Ela viveu centenas de vidas e cada uma terminou de forma horrível.
Ele, que já foi seu companheiro, não consegue esquecê-la além do tempo.
Ela, sequestrada para um mundo desconhecido, tenta de tudo para voltar para casa. Mas o que são esses sonhos?

[…] Pedras são jogadas em vira-latas sujos… Ratos são queimados… […]

Mergulhe no mundo de Athaerion.

Capítulo 1

Já estava escurecendo quando Kyla destrancou a porta do seu apartamento. Ela colocou a chave na cômoda, fechou a porta por dentro e foi direto para a sala de estar. Liara estava deitada no sofá, dormindo.

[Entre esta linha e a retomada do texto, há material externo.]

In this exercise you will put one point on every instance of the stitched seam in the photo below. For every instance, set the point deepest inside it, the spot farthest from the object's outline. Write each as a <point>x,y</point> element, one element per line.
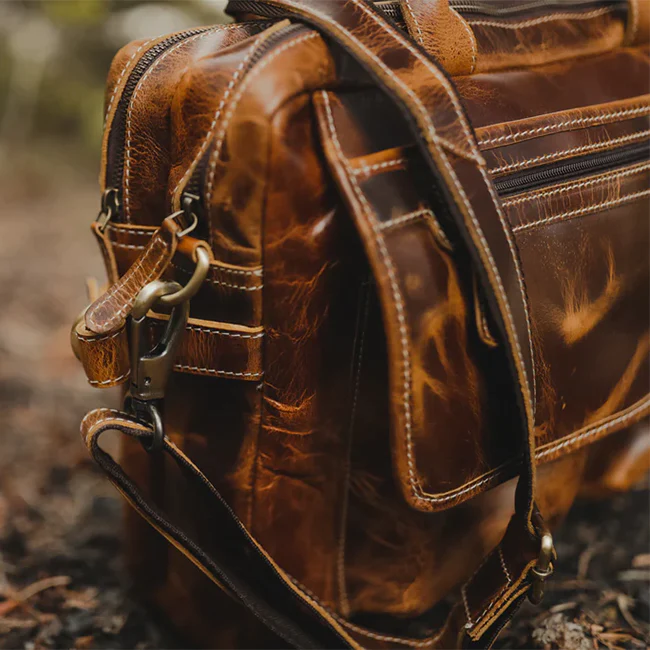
<point>119,287</point>
<point>480,162</point>
<point>220,269</point>
<point>634,10</point>
<point>574,439</point>
<point>368,169</point>
<point>543,19</point>
<point>528,162</point>
<point>397,297</point>
<point>581,211</point>
<point>582,184</point>
<point>497,472</point>
<point>416,22</point>
<point>471,624</point>
<point>118,419</point>
<point>217,114</point>
<point>476,157</point>
<point>503,565</point>
<point>416,644</point>
<point>472,38</point>
<point>129,131</point>
<point>214,371</point>
<point>235,102</point>
<point>94,382</point>
<point>362,323</point>
<point>582,121</point>
<point>424,214</point>
<point>131,231</point>
<point>257,287</point>
<point>204,330</point>
<point>474,153</point>
<point>89,339</point>
<point>119,80</point>
<point>468,614</point>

Como fazia frequentemente, Kyla pegou o cobertor e o espalhou gentilmente sobre sua amiga.

Ela voltou para o corredor, tirando o casaco e os sapatos. Não era surpresa para ela que Liara estivesse de volta. Elas cresceram juntas e compartilhavam tudo, incluindo o apartamento de Kyla. Kyla caminhou silenciosamente até a cozinha, pegou uma xícara do armário e fez um café para si. Quando Liara estava ali, significava que ela estava com problemas em casa novamente. Ela nunca se deu bem com os pais, então a amizade com Kyla era ainda mais importante para ela. Na casa de infância de Kyla, ela não só encontrou refúgio do pai, que precisava de sua bebida todos os dias e era rápido em explodir, mas também da mãe, que não se interessava por ela. Ela aprendeu com os pais de Kyla o que é e o que significa amor.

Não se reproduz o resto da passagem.